イーヴリン・ウォー『ラブド・ワン』のことなど

 池永陽一『学術の森の巨人たち―私の編集日記』(熊本日日新聞社2015)は、講談社学術文庫の編集者(出版部長)だった池永氏の回想録であるが、そこに由良君美『言語文化のフロンティア』(講談社学術文庫1986)を編んだ切っ掛けについて語ったくだりがみえる。

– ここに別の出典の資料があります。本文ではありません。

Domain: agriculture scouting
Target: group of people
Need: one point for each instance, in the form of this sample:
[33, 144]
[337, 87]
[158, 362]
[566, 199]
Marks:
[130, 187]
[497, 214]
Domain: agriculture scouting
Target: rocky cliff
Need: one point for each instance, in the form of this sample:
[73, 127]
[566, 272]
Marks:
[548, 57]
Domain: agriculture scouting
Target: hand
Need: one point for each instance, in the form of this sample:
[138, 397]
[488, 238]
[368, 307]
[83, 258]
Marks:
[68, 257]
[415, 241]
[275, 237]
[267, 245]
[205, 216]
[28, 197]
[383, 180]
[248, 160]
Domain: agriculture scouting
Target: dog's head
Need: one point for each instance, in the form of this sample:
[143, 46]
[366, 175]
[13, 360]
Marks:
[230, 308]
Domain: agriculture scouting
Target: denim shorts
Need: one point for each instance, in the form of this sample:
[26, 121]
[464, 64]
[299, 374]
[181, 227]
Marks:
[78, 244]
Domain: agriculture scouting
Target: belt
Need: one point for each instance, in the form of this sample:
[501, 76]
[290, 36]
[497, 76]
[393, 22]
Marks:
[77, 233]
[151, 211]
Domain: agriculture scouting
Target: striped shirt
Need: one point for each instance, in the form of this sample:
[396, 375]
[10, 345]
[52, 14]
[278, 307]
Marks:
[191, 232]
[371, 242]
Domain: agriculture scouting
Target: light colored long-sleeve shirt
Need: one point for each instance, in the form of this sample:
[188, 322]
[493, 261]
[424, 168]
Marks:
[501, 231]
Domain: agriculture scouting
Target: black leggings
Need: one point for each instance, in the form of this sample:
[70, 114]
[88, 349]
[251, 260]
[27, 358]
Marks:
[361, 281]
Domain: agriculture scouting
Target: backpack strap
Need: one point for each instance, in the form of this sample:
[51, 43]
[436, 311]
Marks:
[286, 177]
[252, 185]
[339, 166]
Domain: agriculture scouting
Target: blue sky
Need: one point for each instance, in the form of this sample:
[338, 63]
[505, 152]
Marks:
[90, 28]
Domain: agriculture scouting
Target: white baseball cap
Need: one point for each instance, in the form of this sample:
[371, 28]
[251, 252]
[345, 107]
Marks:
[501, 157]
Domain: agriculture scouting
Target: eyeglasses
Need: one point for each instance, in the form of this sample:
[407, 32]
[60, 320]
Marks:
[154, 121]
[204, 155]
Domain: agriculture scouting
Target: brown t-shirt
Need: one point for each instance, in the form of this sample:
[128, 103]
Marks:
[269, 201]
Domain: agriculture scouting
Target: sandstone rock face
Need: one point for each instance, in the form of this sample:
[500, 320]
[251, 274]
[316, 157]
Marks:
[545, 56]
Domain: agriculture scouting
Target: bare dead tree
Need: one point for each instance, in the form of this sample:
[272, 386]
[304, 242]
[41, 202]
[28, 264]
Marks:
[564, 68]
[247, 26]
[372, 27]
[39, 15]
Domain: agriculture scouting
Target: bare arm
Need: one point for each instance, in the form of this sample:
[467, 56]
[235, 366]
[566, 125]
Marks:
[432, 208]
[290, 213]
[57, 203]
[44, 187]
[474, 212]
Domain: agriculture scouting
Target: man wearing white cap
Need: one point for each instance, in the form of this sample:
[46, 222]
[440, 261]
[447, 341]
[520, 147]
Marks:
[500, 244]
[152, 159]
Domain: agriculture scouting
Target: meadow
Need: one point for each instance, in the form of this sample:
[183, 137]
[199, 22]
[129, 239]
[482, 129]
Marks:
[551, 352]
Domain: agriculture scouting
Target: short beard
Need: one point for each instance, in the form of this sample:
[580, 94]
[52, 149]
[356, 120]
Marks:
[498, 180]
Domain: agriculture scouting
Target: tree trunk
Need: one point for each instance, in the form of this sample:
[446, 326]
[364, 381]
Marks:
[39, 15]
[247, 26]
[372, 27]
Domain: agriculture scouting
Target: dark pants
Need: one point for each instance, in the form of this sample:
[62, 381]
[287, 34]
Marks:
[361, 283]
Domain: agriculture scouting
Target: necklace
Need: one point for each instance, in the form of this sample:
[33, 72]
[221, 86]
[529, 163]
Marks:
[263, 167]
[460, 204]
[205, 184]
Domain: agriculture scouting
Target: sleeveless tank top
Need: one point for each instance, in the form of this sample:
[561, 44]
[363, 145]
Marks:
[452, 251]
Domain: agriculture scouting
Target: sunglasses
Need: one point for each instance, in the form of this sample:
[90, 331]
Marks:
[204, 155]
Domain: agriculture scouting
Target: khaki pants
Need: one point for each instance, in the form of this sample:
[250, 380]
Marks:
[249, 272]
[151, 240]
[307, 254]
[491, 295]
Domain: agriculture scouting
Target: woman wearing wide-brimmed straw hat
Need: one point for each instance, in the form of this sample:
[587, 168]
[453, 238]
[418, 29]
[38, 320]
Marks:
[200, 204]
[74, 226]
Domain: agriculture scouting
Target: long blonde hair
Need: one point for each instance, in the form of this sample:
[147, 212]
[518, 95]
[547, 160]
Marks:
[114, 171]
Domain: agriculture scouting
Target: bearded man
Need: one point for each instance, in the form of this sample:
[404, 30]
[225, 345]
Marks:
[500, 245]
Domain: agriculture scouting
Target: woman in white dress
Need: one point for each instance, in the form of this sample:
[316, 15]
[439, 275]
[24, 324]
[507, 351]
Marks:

 この『言語文化のフロンティア』は、言語や日本語について私がこれまでに抱いていた概念や知識を根本から問い直すきっかけを与えてくれた忘れられない本である。
 じつは、国文学の別冊特集号『知についての100冊』に目を通していた時、その一冊として紹介されていたのが由良君美先生の『言語文化のフロンティア』であった。魅力的な異色のタイトルに引かれ、早速どんな本だろうかと、創元社刊の原本を手に入れ読んでみた。そこには私が今まで知らなかった言葉や言語文化についての興味深い論考がいくつも収められていた。(略)
 本書の中でも私が特に啓発されたのは、第2章の日本語の再発見に収められた「〈ルビ〉の美学」である。ルビ(ふり仮名)については、これまであまり関心もなく、単に漢字の読みを助けるための補助的なものと思っていたのだが、どうしてどうして、ルビは文章を、日本語を左右するほどの大きな働きをしていることを初めて教えられたのだ。(pp.97-98)

 これに触発され、久々に「《ルビ》の美学」を再読するため学術文庫版の『言語文化のフロンティア』を手に取って、冒頭からじっくり読み直していたところ、次のような記述があることに気が付いた。

 方言は、言うならば、地域コンミュニティーという個がもつ言語的多義性の一種と言ってよいだろう。おなじ地域コンミュニティーのなかの、おなじ階層に属していても、個々人の言語学的特徴の差異には驚くべきものがある。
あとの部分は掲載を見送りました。